Cut chicken into bite sized pieces and place in gallon sized ziploc bag.
To the chicken add 2 tsp. chili powder, paprika, 2 Tbsp hot sauce, 2 Tbsp sesame oil, 1 Tbsp garlic.
Close ziploc bag and shake well to coat chicken evenly. Place in fridge.
Cut ends off of green beans, wash throughly, place in separate ziploc, and place in fridge.
Prepare the sauce by combing in a bowl: 3 Tbsp. soy sauce, 1 Tbsp. honey, 1 Tbsp. hot sauce,1 tsp. chili powder and salt. Mix well and place in fridge.

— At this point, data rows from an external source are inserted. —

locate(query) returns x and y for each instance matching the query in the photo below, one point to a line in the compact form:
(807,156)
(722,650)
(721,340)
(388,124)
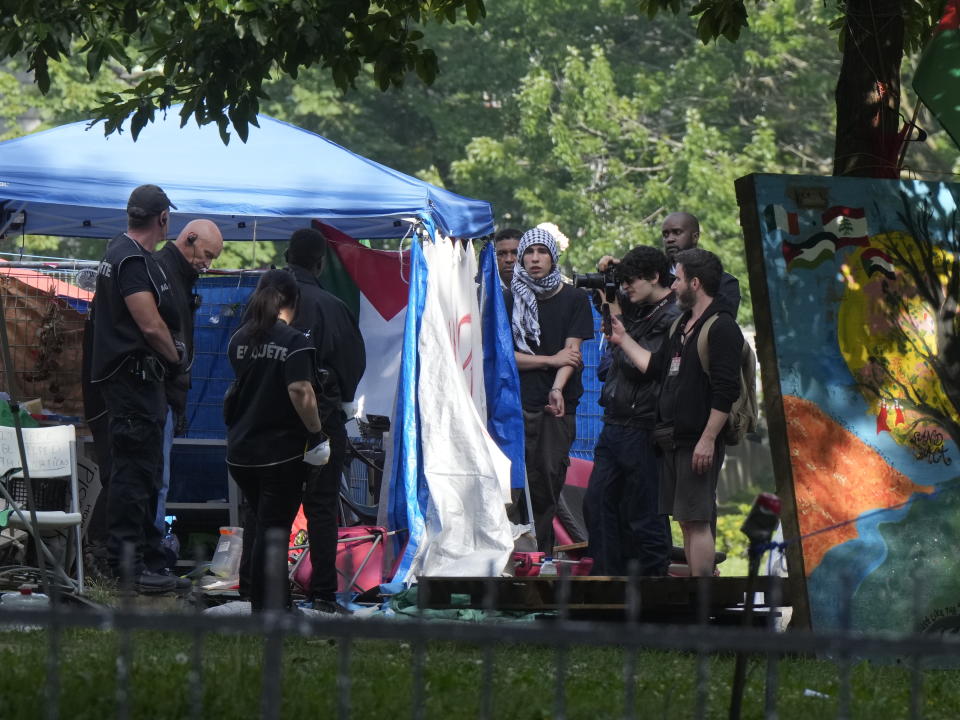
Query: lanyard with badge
(675,360)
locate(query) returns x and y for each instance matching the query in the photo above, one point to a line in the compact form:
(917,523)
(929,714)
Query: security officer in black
(341,360)
(134,318)
(621,503)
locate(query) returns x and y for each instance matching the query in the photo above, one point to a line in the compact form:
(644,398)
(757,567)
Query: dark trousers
(273,495)
(548,441)
(620,507)
(320,506)
(97,527)
(136,409)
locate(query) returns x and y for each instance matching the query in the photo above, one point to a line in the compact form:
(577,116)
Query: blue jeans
(620,507)
(160,520)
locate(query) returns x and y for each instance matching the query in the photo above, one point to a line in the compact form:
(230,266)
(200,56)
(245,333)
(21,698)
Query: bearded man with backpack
(695,402)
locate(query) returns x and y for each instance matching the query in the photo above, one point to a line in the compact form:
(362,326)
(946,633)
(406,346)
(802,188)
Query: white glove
(318,455)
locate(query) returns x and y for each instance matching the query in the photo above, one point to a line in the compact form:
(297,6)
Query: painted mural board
(855,285)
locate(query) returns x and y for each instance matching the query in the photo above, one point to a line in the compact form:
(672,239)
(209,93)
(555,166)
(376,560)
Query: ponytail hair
(277,289)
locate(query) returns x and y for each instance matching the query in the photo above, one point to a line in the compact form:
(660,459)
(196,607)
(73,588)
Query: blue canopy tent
(72,181)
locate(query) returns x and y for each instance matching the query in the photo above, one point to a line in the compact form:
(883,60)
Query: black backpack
(744,413)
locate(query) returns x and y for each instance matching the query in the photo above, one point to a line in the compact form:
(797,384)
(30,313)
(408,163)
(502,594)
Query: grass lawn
(382,685)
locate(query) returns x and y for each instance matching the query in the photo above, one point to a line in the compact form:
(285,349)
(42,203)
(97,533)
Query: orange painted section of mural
(836,477)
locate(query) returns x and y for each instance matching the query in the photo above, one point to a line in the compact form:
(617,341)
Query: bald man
(183,260)
(681,231)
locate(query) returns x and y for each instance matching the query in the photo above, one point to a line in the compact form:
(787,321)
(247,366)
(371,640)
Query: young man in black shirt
(341,360)
(183,260)
(693,405)
(549,320)
(133,351)
(621,504)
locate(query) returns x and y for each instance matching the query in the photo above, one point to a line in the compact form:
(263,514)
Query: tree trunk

When ready to make the dish, put 1 Tbsp sesame oil and 1 Tbsp minced garlic in a pan set to medium high/high heat.
Add chicken and let it cook until almost cooked through.
Remove from pan and set aside.
Add 1 more Tbsp of oil and garlic to pan.
Place green beans in the pan, stirring well to coat with oil, season with a little salt and pepper and cover pan with a lid and let them cook until they have a soft crunch (about 10 minutes).
Return chicken to pan and decrease heat to low/simmer.
Add sauce mixture letting it cook for about 3 minutes on low.
Add sesame seeds. Cook 1-2 more minutes.
Serve hot with rice.
Garnish with chopped cashews or peanuts.